Coroner's Pidgin
- First edition
- Author: Margery Allingham
- Language: English
- Series: Albert Campion
- Genre: Crime novel
- Publisher: William Heinemann
- Publication date: 1945
- Publication place: United Kingdom
- Media type: Print (Hardback & Paperback)
- Pages: 236
- ISBN: 978-0-09-949278-8 (2006 Vintage)
- OCLC: 70059533
- Preceded by: Traitor's Purse
- Followed by: More Work for the Undertaker

= Coroner's Pidgin =

1945 novel by Margery Allingham

Coroner's Pidgin is a crime novel by Margery Allingham, first published in 1945, in the United Kingdom by William Heinemann, London and in the United States by Doubleday Doran, New York as Pearls Before Swine.

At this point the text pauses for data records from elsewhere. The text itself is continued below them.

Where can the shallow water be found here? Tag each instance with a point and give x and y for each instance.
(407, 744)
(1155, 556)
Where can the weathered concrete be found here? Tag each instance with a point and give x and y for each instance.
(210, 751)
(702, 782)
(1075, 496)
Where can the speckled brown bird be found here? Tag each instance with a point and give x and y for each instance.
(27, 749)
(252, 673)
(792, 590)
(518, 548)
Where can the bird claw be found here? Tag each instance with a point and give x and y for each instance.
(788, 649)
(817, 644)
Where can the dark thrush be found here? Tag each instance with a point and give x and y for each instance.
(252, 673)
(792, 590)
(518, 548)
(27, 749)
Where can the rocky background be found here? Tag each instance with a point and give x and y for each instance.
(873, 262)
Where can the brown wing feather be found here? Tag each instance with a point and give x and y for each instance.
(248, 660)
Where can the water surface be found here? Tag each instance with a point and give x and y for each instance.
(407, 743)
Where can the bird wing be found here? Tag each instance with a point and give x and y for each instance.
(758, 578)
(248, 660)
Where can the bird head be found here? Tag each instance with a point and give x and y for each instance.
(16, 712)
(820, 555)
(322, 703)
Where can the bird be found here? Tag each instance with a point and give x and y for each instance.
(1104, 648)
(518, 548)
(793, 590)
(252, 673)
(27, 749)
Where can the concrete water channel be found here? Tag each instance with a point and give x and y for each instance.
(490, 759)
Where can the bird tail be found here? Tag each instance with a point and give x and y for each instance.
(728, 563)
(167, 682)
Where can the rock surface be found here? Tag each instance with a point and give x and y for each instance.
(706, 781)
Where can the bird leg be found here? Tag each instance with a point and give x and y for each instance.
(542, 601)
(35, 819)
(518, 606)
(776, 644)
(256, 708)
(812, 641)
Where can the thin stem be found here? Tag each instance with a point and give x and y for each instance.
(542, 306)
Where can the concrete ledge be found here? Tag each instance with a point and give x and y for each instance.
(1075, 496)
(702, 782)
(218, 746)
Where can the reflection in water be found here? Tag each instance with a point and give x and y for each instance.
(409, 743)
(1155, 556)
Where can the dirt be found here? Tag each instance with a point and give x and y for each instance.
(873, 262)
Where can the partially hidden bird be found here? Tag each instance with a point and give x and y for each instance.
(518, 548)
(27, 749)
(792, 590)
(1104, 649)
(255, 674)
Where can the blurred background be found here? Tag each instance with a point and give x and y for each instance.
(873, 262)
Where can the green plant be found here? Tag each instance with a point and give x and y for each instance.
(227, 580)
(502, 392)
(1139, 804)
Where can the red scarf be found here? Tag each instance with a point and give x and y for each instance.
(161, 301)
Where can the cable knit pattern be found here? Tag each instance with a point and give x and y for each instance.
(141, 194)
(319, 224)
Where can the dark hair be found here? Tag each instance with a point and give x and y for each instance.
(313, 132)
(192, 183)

It is the twelfth novel in the Albert Campion series.

==Plot introduction==
Just returned from years overseas on a secret mission, Albert Campion is relaxing in his bath when his servant Magersfontein Lugg and a lady of unmistakably aristocratic bearing appear in his flat carrying the corpse of a woman. At first Campion is unwilling to get involved, but he is forced to bring his powers of detection to bear on the case, and to solve not only the mystery of the murdered woman but also the alarming disappearance of some well-known art treasures. Campion discovers the clue to the mystery by tracing two bottles of a very rare wine.